Türkiye’de sıradan bir vatandaş için ekonomi analizi yapmak oldukça basittir. Sabah uyanır, telefondan önce dolar kuruna bakar. Artmamışsa, “Bugün iyiyiz” der ve güne başlar.
Bu, adeta bir milli refleks haline gelmiştir. Kur, ekonomik sağlığın tek termometresi olarak kabul edilir.
***
Bu basit gerçeği ben biliyorum da ülkeyi yönetenler bilmiyor mu? Elbette biliyorlar. Hatta bu refleksi, ekonomi politikasının merkezine koymuş durumdalar.
Madem halkın tek baktığı gösterge bu, o zaman o göstergeyi sabit tut, gerisini bir şekilde idare et. Mantık bu kadar net.
Batan şirketleri, artan borçları, küçülen sofraları haber yapmazsanız ve doları da ekranda sabit tutarsanız, her şey yolunda algısı yaratırsınız. Peki doları baskılayabilmek için gereken malzemeler neler? Öncelikle yüksek faiz ve sağlam rezervler…
Merkez Bankası’nın brüt döviz rezervleri, 8 Ağustos 2025 itibarıyla 174.4 milyar dolar ile tüm zamanların en yüksek seviyesine ulaştı.
***
Eyvallah brüt rezervlerde tarihi bir zirveye ulaşmak, kağıt üzerinde etkileyici bir başarıdır. Bu rakam, hükümetin “en kötüsü geride kaldı, artık normalleşiyoruz” anlatısının en güçlü dayanağı olarak kullanılır.
Ancak ekonomi, tek bir rakamın parıltısıyla aydınlanacak kadar basit bir denklem değildir... Özellikle de o rakam “brüt” ise... Madalyonun bir de pek gösterilmeyen arka yüzü vardır. Yükümlülükler ve o rekorun hangi maliyetle elde edildiği…
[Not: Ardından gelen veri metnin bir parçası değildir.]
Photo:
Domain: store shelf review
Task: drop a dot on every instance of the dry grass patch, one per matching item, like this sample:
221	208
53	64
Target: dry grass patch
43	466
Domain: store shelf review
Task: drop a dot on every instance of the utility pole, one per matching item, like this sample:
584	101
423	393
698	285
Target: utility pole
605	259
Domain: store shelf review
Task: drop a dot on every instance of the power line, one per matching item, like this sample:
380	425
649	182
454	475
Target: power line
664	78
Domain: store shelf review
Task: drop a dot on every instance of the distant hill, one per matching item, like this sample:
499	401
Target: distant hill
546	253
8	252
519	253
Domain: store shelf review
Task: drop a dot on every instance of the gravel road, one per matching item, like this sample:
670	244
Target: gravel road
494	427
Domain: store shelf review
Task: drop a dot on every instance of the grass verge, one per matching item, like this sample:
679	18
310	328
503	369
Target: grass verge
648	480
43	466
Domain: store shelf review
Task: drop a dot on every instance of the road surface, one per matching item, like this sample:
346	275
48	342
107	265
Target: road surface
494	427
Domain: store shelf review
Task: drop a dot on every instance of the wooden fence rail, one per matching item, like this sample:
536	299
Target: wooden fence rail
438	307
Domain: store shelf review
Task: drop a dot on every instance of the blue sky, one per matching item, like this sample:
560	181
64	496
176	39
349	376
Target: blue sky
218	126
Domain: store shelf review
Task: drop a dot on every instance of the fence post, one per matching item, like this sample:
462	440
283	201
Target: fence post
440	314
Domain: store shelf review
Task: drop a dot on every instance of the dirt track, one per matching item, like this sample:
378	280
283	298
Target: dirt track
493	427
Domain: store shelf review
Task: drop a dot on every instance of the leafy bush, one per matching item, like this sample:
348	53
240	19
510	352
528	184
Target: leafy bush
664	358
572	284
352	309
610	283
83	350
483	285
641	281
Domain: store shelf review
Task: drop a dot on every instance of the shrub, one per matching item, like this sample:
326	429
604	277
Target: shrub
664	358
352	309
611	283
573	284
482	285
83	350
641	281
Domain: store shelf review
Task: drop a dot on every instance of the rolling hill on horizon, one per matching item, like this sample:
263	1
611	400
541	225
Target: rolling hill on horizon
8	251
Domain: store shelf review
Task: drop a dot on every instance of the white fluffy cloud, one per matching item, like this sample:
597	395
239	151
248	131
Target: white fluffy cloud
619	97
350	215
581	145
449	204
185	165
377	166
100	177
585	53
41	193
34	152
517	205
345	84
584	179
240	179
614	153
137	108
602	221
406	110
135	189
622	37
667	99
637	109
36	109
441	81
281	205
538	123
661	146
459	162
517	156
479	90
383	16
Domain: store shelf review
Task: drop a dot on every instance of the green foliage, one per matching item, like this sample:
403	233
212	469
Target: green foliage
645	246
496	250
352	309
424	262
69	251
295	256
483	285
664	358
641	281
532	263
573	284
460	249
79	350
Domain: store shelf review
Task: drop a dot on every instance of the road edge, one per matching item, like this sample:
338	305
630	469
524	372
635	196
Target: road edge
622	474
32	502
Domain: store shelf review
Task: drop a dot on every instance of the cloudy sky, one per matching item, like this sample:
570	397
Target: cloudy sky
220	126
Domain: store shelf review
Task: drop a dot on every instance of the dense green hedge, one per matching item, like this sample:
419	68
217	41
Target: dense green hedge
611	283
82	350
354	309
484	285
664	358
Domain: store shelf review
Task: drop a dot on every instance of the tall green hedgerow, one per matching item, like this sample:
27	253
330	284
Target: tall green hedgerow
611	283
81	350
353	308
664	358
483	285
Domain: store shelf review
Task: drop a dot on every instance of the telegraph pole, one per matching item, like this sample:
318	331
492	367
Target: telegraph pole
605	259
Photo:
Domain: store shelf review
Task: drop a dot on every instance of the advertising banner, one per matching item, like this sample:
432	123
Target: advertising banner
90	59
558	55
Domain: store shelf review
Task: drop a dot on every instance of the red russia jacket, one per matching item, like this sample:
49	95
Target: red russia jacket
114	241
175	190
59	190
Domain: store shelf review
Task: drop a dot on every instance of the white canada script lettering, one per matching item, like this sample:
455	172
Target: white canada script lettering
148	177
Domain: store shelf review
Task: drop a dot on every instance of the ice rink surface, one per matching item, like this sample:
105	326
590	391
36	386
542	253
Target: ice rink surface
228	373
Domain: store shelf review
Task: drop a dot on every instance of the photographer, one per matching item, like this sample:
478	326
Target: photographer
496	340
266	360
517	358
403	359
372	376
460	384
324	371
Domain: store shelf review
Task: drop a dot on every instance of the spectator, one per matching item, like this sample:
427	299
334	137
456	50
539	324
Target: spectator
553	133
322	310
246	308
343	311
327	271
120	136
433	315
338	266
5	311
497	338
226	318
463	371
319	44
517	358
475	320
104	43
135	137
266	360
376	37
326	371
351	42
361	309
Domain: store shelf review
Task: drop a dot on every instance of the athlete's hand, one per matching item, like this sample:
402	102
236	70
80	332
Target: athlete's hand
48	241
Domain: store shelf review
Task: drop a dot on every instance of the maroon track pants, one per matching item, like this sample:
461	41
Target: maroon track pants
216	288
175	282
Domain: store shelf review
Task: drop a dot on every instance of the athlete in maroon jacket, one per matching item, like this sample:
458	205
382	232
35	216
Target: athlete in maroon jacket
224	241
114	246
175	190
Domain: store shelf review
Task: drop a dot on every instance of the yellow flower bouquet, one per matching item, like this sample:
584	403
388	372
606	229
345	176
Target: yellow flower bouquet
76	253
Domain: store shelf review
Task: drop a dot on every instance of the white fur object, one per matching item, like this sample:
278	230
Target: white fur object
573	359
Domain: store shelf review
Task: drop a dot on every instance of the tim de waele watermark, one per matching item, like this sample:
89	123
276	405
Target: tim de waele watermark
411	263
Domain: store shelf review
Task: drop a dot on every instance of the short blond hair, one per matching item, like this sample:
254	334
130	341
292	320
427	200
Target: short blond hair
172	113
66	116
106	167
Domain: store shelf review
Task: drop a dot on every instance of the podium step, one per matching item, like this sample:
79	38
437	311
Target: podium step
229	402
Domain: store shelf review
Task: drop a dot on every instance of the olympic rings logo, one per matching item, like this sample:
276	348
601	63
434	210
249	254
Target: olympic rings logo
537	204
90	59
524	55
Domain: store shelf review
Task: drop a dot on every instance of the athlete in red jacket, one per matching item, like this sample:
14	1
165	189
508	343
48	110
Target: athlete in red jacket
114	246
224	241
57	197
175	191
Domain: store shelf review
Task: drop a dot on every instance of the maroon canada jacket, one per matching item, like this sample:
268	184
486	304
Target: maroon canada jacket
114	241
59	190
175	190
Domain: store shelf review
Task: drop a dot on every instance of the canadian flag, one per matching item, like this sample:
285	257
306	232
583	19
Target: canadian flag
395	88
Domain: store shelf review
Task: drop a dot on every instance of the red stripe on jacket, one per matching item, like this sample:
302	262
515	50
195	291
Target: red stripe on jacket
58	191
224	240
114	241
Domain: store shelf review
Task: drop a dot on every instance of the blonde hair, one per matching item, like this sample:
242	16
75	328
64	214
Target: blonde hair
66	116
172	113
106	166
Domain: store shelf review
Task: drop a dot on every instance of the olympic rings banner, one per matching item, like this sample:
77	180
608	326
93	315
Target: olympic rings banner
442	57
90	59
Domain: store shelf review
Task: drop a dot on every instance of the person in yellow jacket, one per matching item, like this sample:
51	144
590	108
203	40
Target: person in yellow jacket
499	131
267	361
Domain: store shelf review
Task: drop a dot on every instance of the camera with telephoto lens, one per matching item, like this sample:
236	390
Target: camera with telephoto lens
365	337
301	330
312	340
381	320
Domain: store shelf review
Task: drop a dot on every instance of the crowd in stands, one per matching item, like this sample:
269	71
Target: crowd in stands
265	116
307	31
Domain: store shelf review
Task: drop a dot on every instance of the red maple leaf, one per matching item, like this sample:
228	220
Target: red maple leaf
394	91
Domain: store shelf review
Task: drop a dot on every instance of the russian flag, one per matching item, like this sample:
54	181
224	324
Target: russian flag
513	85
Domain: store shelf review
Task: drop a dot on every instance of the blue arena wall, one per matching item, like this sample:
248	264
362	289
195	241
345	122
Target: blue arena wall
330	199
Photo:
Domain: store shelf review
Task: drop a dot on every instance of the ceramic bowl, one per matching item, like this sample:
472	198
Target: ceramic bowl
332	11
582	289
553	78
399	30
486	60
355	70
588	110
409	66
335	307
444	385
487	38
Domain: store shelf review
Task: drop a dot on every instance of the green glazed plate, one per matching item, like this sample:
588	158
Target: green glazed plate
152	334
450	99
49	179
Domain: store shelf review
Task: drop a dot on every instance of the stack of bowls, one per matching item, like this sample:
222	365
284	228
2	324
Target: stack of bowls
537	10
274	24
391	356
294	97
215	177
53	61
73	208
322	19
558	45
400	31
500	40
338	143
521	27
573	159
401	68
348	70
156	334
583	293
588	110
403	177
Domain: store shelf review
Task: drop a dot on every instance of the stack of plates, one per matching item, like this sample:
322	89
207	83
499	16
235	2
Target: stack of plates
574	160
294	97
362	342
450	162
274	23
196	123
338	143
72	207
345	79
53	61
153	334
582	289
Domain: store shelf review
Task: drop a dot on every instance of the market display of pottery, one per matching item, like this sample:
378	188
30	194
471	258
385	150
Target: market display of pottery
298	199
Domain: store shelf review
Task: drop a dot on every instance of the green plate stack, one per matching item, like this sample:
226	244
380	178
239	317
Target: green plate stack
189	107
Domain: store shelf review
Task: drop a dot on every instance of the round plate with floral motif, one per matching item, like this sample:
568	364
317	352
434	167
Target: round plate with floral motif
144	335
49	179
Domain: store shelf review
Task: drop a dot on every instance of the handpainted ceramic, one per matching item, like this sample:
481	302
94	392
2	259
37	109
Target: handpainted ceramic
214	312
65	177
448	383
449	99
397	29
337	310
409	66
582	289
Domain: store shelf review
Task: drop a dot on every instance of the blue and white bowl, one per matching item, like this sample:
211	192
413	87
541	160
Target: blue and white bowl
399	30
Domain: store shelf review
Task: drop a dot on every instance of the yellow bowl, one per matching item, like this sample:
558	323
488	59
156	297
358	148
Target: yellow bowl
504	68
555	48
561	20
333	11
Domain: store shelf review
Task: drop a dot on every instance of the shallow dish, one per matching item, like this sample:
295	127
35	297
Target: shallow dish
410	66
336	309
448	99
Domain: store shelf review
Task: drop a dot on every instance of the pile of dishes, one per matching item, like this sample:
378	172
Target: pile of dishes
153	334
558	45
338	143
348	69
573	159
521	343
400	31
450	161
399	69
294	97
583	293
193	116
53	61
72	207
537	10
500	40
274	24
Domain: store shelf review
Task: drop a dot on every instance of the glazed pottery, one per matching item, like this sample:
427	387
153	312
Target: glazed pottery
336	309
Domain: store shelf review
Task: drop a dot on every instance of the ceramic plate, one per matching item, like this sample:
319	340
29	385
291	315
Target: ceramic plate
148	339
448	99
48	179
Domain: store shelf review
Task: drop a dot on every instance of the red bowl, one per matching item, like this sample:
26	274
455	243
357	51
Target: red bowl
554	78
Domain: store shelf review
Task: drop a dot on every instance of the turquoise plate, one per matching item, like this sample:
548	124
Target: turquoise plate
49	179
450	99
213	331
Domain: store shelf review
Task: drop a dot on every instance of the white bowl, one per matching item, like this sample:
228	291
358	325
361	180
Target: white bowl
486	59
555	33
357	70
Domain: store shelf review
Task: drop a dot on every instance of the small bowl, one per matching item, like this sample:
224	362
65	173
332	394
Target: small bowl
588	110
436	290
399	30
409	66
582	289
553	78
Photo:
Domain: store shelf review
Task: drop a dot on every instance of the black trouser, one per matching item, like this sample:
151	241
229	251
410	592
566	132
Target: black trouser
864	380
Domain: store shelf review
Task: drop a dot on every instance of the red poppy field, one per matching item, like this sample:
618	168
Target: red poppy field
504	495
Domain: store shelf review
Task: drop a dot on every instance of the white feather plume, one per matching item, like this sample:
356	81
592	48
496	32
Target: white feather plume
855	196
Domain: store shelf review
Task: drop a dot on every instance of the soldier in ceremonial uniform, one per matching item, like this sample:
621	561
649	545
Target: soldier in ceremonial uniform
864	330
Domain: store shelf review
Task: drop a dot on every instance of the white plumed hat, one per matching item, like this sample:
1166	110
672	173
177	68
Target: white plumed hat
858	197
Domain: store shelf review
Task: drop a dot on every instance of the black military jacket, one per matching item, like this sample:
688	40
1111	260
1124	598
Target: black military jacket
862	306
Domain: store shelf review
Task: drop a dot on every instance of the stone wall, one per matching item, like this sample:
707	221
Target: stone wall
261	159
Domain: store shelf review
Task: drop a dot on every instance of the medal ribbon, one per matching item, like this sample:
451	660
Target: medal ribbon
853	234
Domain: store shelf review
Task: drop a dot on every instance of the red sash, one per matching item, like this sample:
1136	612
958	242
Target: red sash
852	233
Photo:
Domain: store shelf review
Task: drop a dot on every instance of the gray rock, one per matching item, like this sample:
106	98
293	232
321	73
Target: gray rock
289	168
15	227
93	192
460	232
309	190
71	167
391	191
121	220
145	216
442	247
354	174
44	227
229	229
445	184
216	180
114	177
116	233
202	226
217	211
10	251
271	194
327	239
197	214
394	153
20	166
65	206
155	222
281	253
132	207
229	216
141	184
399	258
Öncelikle en temel matematikle başlayalım. Evet, kasamızda 174.4 milyar dolar var. Bu, Türkiye’ye yönelik spekülatif ataklara karşı elimizin daha güçlü olduğu, ani bir şokta kullanabileceğimiz daha büyük bir cephanemiz olduğu anlamına gelir. Bu kısmı doğru.
Fakat aynı anda, ülkenin bir yıl içinde ödemesi gereken, yani vadesi gelmiş ve gelecek olan kısa vadeli dış borç stoku ne kadar? Yaklaşık 230 milyar dolar...
***
Bir yanda sahip olduğunuz varlıklar, diğer yanda kesin olan borçlarınız. Yani, en basit hesapla, bir yıllık acil borçlarımızı ödemek için kasamızda hala yaklaşık 55 milyar dolarlık bir açık var.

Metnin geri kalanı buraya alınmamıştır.